With I-frames only, this 1 frame/hour video would need over 20% higher bitrate to reach the same SSIM quality as with interframes enabled. At lower bitrates the difference is even higher: 1000 kbps with interframes vs. over 1500 kbps intra-only.

All I'm saying is that long intervals in time do not necessarily break interframe encoding for all types of content. P and B frames are useful whenever parts of the frame can be predicted from previous frames. That's often the case with statically mounted cameras even when frame capture intervals are very long.
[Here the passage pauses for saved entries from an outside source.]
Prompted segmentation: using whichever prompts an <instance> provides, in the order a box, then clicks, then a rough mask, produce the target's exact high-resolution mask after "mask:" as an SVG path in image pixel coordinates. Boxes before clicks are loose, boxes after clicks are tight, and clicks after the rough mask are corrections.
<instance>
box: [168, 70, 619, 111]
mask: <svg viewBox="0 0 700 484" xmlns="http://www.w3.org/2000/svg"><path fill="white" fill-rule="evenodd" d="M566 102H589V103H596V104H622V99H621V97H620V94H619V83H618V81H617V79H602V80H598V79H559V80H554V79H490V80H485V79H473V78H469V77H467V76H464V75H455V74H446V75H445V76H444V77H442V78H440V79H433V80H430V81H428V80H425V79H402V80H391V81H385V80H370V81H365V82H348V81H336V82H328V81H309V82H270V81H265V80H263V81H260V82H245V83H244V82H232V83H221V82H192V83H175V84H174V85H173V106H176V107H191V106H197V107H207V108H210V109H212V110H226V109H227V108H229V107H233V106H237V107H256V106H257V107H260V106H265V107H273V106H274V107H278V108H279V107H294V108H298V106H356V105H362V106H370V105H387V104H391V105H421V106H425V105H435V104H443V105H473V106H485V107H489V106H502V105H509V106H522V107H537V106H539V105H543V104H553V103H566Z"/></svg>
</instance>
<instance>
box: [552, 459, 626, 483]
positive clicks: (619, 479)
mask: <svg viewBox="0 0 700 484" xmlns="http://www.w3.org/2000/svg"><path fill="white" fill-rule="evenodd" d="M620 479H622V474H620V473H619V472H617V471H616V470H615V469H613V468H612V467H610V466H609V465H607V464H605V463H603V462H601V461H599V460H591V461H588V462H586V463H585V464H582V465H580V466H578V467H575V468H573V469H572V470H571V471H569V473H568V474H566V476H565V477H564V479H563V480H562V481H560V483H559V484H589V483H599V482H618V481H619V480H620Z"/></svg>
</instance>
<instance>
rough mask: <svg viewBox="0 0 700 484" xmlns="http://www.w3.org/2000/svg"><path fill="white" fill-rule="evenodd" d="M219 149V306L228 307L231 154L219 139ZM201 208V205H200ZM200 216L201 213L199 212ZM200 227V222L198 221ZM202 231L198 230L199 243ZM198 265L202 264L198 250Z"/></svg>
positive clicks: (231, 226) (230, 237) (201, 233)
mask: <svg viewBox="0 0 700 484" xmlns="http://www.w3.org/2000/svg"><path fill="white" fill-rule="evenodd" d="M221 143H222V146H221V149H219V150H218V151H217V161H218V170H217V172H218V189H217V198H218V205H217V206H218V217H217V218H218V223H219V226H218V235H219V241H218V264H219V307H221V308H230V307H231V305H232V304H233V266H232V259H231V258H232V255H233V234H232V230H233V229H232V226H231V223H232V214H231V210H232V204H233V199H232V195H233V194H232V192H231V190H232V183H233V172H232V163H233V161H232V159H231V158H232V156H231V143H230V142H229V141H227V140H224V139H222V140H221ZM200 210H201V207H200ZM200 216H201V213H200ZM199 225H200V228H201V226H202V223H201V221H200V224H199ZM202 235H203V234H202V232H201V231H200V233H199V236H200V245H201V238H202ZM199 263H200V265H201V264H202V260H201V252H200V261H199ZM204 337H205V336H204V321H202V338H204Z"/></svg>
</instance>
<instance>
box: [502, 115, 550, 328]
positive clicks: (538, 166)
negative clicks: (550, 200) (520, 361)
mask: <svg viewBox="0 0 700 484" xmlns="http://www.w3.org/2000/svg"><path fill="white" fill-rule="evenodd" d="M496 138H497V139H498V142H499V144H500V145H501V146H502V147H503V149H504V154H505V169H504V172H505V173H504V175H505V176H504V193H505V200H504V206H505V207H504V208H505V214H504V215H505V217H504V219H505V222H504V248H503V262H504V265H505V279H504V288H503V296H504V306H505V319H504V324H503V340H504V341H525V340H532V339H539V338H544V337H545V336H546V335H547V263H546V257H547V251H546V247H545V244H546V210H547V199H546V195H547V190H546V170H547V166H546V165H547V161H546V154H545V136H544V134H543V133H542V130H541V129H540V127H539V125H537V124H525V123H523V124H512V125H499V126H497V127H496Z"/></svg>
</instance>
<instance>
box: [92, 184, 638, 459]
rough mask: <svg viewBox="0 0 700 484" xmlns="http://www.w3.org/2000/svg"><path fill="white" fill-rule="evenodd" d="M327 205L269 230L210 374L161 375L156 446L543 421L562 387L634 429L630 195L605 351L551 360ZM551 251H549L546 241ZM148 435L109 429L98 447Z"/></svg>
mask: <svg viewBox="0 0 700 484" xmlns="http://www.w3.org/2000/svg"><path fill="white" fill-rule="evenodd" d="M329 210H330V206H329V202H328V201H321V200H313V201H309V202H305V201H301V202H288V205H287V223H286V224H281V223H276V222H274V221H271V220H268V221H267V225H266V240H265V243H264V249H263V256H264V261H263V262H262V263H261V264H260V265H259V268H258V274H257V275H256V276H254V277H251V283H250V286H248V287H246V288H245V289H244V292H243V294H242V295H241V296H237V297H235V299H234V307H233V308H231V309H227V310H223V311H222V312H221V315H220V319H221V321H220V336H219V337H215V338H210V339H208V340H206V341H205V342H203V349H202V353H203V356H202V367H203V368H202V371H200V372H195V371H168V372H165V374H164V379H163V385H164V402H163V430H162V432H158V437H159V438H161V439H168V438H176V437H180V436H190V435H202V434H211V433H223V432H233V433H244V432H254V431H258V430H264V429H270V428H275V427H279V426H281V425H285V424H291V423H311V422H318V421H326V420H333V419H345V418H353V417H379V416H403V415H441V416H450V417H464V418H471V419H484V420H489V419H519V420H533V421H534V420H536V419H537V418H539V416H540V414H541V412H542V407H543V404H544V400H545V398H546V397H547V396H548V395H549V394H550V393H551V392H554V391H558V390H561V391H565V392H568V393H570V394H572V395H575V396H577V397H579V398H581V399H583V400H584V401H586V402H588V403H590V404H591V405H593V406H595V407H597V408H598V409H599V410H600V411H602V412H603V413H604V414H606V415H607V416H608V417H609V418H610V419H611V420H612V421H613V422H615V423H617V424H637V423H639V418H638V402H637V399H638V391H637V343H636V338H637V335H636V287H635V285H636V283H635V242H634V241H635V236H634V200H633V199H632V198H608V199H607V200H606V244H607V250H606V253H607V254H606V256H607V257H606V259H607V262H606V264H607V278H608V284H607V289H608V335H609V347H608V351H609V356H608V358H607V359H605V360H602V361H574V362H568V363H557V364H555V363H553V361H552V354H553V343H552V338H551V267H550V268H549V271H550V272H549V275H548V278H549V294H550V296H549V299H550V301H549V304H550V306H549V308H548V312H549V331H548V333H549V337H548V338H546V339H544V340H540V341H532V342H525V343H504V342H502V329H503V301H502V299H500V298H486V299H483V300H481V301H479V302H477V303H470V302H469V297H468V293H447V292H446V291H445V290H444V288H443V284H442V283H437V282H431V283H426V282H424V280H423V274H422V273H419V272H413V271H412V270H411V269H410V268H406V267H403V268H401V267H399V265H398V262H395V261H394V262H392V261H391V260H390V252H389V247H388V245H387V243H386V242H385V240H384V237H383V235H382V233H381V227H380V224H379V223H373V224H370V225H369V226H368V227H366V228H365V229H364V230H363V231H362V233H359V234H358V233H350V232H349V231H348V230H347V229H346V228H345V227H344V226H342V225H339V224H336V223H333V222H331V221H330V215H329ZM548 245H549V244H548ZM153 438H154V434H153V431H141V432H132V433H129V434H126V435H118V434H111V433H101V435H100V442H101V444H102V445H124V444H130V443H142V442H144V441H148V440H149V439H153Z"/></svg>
about long IPPPPPPPPPPP frames you wrong , because you can find a lot of stienfic paper that wiull explain that at each P frame you introduce a granular error ... and at low bit rate this create big problem

Not with H.264. Let's use a single I frame and 3456 P/B frames to encode the same video used above:

x264 --vf select_every:3,0 --tune ssim --ssim --pass 2 --bitrate 6000 -I infinite --no-scenecut -o construction.inter.2.mkv construction.mov

lavf [info]: 1000x668p 0:1 @ 30/1 fps (vfr)
x264 [info]: using cpu capabilities: MMX2 SSE2Fast SSSE3 FastShuffle SSE4.1 Cache64
x264 [info]: profile High, level 3.1
x264 [info]: frame I:1 Avg QP:19.27 size: 58733
x264 [info]: frame P:2864 Avg QP:21.85 size: 79974
x264 [info]: frame B:592 Avg QP:22.86 size: 50992
x264 [info]: consecutive B-frames: 65.8% 34.0% 0.2% 0.0%
x264 [info]: mb I I16..4: 30.0% 26.2% 43.8%
x264 [info]: mb P I16..4: 6.9% 19.4% 37.1% P16..4: 18.7% 12.3% 5.5% 0.0% 0.0% skip: 0.1%
x264 [info]: mb B I16..4: 3.8% 6.0% 16.1% B16..8: 24.6% 15.4% 6.2% direct:24.7% skip: 3.2% L0:35.0% L1:30.7% BI:34.3%
x264 [info]: 8x8 transform intra:30.0% inter:37.4%
x264 [info]: coded y,uvDC,uvAC intra: 89.0% 69.1% 18.3% inter: 88.9% 66.8% 2.6%
x264 [info]: i16 v,h,dc,p: 13% 32% 38% 17%
x264 [info]: i8 v,h,dc,ddl,ddr,vr,hd,vl,hu: 10% 28% 17% 5% 6% 4% 13% 5% 12%
x264 [info]: i4 v,h,dc,ddl,ddr,vr,hd,vl,hu: 13% 26% 13% 6% 8% 5% 14% 5% 10%
x264 [info]: i8c dc,h,v,p: 45% 33% 16% 6%
x264 [info]: Weighted P-Frames: Y:54.6% UV:44.0%
x264 [info]: ref P L0: 43.6% 29.0% 18.5% 5.8% 3.2%
x264 [info]: ref B L0: 85.8% 14.2% 0.0%
x264 [info]: ref B L1: 99.7% 0.3%
x264 [info]: SSIM Mean Y:0.9835787 (17.846db)
x264 [info]: kb/s:5998.62

encoded 3457 frames, 6.56 fps, 5998.63 kb/s

Note that SSIM is even higher than in the encode with default settings where x264 used 187 I-frames.